Creating a complex nested dictionary from multiple lists in Python

I am struggling to create a nested dictionary with the following data:
Team, Group, ID, Score, Difficulty
OneTeam, A, 0, 0.25, 4
TwoTeam, A, 1, 1, 10
ThreeTeam, A, 2, 0.64, 5
FourTeam, A, 3, 0.93, 6
FiveTeam, B, 4, 0.5, 7
SixTeam, B, 5, 0.3, 8
SevenTeam, B, 6, 0.23, 9
EightTeam, B, 7, 1.2, 4
Once imported as a Pandas Dataframe, I turn each feature into these lists:
teams, group, id, score, diff.
Using this stack overflow answer Create a complex dictionary using multiple lists I can create the following dictionary:
{'EightTeam': {'diff': 4, 'id': 7, 'score': 1.2},
'FiveTeam': {'diff': 7, 'id': 4, 'score': 0.5},
'FourTeam': {'diff': 6, 'id': 3, 'score': 0.93},
'OneTeam': {'diff': 4, 'id': 0, 'score': 0.25},
'SevenTeam': {'diff': 9, 'id': 6, 'score': 0.23},
'SixTeam': {'diff': 8, 'id': 5, 'score': 0.3},
'ThreeTeam': {'diff': 5, 'id': 2, 'score': 0.64},
'TwoTeam': {'diff': 10, 'id': 1, 'score': 1.0}}
using the code:
{team: {'id': i, 'score': s, 'diff': d} for team, i, s, d in zip(teams, id, score, diff)}
But what I'm after is having 'Group' as the main key, then team, and then id, score and difficulty within the team (as above).
I have tried:
{g: {team: {'id': i, 'score': s, 'diff': d}} for g, team, i, s, d in zip(group, teams, id, score, diff)}
but this doesn't work and results in only one team per group within the dictionary:
{'A': {'FourTeam': {'diff': 6, 'id': 3, 'score': 0.93}},
'B': {'EightTeam': {'diff': 4, 'id': 7, 'score': 1.2}}}
Below is how the dictionary should look, but I'm not sure how to get there - any help would be much appreciated!

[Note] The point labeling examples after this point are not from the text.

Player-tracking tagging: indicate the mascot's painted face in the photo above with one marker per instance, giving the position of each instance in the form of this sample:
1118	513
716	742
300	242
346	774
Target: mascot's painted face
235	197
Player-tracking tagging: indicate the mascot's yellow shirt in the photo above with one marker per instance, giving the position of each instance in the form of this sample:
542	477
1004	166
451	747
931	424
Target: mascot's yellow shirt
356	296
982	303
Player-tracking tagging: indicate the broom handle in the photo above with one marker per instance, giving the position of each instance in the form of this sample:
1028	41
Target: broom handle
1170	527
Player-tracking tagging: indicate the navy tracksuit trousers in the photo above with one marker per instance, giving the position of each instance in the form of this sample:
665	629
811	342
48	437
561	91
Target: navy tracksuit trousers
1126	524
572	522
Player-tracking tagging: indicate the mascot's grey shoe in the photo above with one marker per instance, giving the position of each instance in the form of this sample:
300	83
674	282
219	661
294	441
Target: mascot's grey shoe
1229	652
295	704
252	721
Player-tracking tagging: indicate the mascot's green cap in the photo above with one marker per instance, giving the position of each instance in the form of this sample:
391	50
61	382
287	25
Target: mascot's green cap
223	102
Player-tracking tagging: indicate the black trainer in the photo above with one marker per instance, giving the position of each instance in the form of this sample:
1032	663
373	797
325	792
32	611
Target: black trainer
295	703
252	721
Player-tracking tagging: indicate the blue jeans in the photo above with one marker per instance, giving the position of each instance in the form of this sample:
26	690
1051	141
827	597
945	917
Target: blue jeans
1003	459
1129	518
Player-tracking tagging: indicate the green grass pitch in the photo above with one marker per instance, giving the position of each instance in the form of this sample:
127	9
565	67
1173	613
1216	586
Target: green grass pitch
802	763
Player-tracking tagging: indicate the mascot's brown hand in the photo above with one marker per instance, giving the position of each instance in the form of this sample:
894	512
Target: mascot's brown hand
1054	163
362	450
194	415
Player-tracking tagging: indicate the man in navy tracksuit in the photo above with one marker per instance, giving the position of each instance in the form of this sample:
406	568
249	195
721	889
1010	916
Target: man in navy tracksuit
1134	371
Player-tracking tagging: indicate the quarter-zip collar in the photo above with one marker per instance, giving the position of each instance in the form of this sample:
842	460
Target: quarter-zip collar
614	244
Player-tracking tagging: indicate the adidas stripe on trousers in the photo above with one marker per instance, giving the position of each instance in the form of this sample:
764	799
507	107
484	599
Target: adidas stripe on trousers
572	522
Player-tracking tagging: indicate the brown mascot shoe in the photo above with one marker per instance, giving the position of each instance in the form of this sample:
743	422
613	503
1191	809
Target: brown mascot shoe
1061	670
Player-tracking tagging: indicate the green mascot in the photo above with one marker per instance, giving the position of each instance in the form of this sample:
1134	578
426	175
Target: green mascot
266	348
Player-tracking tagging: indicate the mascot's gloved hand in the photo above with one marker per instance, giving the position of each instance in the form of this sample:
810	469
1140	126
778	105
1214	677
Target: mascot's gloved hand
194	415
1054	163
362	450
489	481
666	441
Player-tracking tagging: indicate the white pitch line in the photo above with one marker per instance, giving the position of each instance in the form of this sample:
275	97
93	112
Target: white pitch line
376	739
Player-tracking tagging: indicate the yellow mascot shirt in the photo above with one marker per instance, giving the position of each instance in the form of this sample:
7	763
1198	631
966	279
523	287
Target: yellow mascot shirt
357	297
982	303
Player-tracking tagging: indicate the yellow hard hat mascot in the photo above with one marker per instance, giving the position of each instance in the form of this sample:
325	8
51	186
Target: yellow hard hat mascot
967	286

{'A:': {'EightTeam': {'diff': 4, 'id': 7, 'score': 1.2},
'FiveTeam': {'diff': 7, 'id': 4, 'score': 0.5},
'FourTeam': {'diff': 6, 'id': 3, 'score': 0.93},
'OneTeam': {'diff': 4, 'id': 0, 'score': 0.25}},
'B': {'SevenTeam': {'diff': 9, 'id': 6, 'score': 0.23},
'SixTeam': {'diff': 8, 'id': 5, 'score': 0.3},
'ThreeTeam': {'diff': 5, 'id': 2, 'score': 0.64},
'TwoTeam': {'diff': 10, 'id': 1, 'score': 1.0}}}
A dict comprehension may not be the best way of solving this if your data is stored in a table like this.
Try something like
from collections import defaultdict
groups = defaultdict(dict)
for g, team, i, s, d in zip(group, teams, id, score, diff):
groups[g][team] = {'id': i, 'score': s, 'diff': d }
By using defaultdict, if groups[g] already exists, the new team is added as a key, if it doesn't, an empty dict is automatically created that the new team is then inserted into.

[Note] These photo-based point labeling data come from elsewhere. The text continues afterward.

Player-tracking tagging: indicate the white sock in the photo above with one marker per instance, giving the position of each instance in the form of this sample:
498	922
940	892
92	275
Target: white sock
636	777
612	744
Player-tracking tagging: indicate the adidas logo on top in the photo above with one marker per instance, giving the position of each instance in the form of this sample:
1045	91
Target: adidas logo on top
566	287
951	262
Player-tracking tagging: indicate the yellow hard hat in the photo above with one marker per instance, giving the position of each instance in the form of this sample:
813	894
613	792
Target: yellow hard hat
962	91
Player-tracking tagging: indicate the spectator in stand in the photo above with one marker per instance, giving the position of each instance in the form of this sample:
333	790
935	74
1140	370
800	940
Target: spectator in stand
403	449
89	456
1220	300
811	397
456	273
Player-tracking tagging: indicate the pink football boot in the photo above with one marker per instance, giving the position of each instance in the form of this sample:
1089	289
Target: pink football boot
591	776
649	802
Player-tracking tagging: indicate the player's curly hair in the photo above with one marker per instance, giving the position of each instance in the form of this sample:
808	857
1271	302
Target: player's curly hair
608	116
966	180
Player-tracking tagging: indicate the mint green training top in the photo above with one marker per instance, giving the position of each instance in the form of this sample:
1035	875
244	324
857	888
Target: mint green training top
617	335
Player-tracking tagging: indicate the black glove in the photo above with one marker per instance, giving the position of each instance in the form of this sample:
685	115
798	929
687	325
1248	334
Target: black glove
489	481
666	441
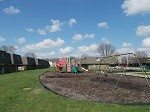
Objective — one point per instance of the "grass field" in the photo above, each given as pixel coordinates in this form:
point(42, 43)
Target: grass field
point(22, 92)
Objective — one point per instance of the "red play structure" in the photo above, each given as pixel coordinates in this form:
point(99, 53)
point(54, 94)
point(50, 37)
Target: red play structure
point(60, 63)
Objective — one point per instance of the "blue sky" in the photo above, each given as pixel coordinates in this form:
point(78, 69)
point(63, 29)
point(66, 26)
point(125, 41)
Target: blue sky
point(61, 28)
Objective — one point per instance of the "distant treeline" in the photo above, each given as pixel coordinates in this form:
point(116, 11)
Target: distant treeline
point(12, 62)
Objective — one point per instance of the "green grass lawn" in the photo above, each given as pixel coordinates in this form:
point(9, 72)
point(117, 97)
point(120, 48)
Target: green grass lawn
point(22, 92)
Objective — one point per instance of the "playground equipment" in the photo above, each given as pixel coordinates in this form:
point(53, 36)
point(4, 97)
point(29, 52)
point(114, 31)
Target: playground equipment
point(70, 65)
point(115, 64)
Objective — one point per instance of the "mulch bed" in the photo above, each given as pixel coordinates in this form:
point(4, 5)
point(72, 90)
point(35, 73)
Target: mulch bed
point(94, 87)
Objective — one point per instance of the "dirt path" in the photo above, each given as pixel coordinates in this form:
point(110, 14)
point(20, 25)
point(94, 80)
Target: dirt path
point(95, 87)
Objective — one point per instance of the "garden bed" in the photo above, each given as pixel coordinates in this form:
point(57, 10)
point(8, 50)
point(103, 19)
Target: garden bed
point(94, 87)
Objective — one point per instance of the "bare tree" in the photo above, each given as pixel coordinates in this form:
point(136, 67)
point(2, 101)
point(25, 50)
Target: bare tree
point(142, 56)
point(11, 49)
point(105, 49)
point(31, 55)
point(8, 49)
point(84, 56)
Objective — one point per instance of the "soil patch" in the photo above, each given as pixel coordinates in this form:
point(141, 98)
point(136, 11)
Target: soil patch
point(129, 89)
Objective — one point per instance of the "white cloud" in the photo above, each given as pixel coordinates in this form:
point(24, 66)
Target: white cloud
point(143, 31)
point(126, 44)
point(66, 50)
point(41, 32)
point(103, 25)
point(45, 44)
point(88, 49)
point(72, 21)
point(45, 55)
point(89, 35)
point(21, 40)
point(55, 27)
point(133, 7)
point(29, 29)
point(2, 38)
point(78, 37)
point(11, 10)
point(146, 42)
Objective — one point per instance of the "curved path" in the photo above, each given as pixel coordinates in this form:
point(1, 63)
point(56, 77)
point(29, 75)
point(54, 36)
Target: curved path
point(95, 87)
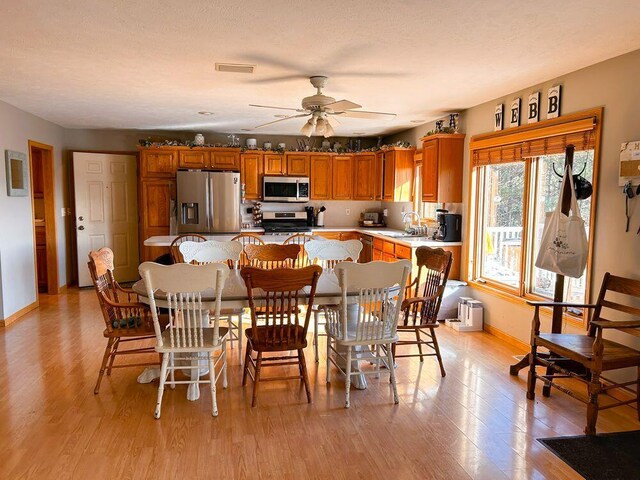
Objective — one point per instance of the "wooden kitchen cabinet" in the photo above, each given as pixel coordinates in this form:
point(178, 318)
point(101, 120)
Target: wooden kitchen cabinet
point(320, 177)
point(298, 164)
point(442, 158)
point(159, 163)
point(225, 159)
point(397, 169)
point(275, 164)
point(364, 172)
point(342, 177)
point(155, 204)
point(196, 159)
point(251, 175)
point(379, 175)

Edit: you edited your answer to say that your data is in a pandas dataframe. You can definitely skip the steps of turning the columns into list. Instead you could then for example do:
from collections import defaultdict
groups = defaultdict(dict)
for row in df.itertuples():
groups[row.Group][row.Team] = {'id': row.ID, 'score': row.Score, 'diff': row.Difficulty}
If you absolutely want to use comprehension, then this should work:
z = zip(teams, group, id, score, diff)
s = set(group)
d = { #outer dict, one entry for each different group
group: ({ #inner dict, one entry for team, filtered for group
team: {'id': i, 'score': s, 'diff': d}
for team, g, i, s, d in z
if g == group
})
for group in s
}
I added linebreaks for clarity
EDIT:
After the comment, to better clarify my intention and out of curiosity, I run a comparison:
# your code goes here
from collections import defaultdict
import timeit
teams = ['OneTeam', 'TwoTeam', 'ThreeTeam', 'FourTeam', 'FiveTeam', 'SixTeam', 'SevenTeam', 'EightTeam']

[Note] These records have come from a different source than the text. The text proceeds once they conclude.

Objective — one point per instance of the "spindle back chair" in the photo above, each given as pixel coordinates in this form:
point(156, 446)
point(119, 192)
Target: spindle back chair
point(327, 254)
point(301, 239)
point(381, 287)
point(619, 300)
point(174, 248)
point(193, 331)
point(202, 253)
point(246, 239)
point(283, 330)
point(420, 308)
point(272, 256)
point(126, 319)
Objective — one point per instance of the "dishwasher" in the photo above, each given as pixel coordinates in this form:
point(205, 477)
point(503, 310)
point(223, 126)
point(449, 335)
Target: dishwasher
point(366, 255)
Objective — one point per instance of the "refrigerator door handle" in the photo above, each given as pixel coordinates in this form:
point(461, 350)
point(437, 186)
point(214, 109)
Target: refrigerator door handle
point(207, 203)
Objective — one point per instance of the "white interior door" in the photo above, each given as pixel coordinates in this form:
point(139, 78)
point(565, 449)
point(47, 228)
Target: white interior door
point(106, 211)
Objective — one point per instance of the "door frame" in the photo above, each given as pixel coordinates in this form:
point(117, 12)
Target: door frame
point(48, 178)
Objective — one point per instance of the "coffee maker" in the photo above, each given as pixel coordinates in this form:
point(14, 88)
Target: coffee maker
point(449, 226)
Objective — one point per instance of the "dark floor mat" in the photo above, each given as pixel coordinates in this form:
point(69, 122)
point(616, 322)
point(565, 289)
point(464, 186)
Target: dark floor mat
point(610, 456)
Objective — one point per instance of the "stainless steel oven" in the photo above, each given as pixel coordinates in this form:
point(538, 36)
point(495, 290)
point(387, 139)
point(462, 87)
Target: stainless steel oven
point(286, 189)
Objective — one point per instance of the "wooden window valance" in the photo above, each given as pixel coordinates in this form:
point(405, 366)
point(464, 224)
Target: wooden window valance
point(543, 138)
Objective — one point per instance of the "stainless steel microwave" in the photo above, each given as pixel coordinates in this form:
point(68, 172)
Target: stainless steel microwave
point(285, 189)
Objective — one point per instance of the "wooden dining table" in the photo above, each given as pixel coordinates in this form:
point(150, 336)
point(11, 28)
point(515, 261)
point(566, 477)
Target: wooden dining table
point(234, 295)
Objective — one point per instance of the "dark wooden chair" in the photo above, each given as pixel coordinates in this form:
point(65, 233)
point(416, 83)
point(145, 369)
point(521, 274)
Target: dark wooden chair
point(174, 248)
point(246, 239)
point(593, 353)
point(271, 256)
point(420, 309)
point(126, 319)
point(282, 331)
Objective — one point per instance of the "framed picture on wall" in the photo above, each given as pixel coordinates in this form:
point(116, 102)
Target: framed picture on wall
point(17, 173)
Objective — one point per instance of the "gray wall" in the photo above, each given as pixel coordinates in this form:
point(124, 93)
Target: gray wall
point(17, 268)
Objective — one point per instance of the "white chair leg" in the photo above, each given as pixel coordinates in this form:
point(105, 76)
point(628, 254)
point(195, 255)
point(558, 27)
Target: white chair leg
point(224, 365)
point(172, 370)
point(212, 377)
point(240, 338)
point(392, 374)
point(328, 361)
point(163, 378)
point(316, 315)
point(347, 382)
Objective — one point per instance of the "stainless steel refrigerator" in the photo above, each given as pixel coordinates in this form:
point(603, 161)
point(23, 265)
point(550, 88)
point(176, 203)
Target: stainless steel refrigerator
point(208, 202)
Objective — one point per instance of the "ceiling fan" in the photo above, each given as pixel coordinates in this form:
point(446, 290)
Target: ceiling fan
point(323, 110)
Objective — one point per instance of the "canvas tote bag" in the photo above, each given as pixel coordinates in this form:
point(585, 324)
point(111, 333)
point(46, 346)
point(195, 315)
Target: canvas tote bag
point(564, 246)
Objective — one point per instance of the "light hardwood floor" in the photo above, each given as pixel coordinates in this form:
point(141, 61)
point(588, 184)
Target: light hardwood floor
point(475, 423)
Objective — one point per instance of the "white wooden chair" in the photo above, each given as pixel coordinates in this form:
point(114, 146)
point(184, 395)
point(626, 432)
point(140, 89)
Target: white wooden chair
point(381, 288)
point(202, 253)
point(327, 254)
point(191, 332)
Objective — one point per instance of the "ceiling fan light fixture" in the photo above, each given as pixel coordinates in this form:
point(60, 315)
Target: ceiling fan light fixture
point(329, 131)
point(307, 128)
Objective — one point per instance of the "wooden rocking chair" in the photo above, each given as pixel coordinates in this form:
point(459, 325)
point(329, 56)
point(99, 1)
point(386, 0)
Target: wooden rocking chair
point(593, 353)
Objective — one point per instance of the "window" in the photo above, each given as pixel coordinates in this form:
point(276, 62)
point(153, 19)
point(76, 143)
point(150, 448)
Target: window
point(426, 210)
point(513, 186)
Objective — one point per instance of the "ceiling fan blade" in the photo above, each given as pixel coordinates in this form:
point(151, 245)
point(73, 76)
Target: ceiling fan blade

group = ['A', 'A', 'A', 'A', 'B', 'B', 'B', 'B']
id = [0, 1, 2, 3, 4, 5, 6, 7]
score = [0.25, 1, 0.64, 0.93, 0.5, 0.3, 0.23, 1.2]
diff = [4, 10, 5, 6, 7, 8, 9, 4]
def no_comprehension():
global group, teams, id, score, diff
groups = defaultdict(dict)
for g, team, i, s, d in zip(group, teams, id, score, diff):
groups[g][team] = {'id': i, 'score': s, 'diff': d }
def comprehension():
global group, teams, id, score, diff
z = zip(teams, group, id, score, diff)
s = set(group)
d = {group: ({team: {'id': i, 'score': s, 'diff': d} for team, g, i, s, d in z if g == group}) for group in s}
print("no comprehension:")
print(timeit.timeit(lambda : no_comprehension(), number=10000))
print("comprehension:")
print(timeit.timeit(lambda : comprehension(), number=10000))
executable version
Output:
no comprehension:
0.027287796139717102
comprehension:
0.028979241847991943
They do look the same, in terms of performance. With my sentence above, I was just highlighting this as an alternative solution to the one already posted by #JohnO.

Convert redundant array to dict (or JSON)?

Suppose I have an array:
[['a', 10, 1, 0.1],
['a', 10, 2, 0.2],
['a', 20, 2, 0.3],
['b', 10, 1, 0.4],
['b', 20, 2, 0.5]]
And I want a dict (or JSON):
{
'a': {
10: {1: 0.1, 2: 0.2},
20: {2: 0.3}
}
'b': {
10: {1: 0.4},
20: {2: 0.5}
}
}
Is there any good way or some library for this task?
In this example the array is just 4-column, but my original array is more complicated (7-column).
Currently I implement this naively:
import pandas as pd
df = pd.DataFrame(array)
grouped1 = df.groupby('column1')
for column1 in grouped1.groups:
group1 = grouped1.get_group(column1)
grouped2 = group1.groupby('column2')
for column2 in grouped2.groups:
group2 = grouped2.get_group(column2)
...
And defaultdict way:
d = defaultdict(lambda x: defaultdict(lambda y: defaultdict ... ))
for row in array:
d[row[0]][row[1]][row[2]... = row[-1]
But I think neither is smart.
I would suggest this rather simple solution:
from functools import reduce
data = [['a', 10, 1, 0.1],
['a', 10, 2, 0.2],
['a', 20, 2, 0.3],
['b', 10, 1, 0.4],
['b', 20, 2, 0.5]]
result = dict()
for row in data:
reduce(lambda v, k: v.setdefault(k, {}), row[:-2], result)[row[-2]] = row[-1]
print(result)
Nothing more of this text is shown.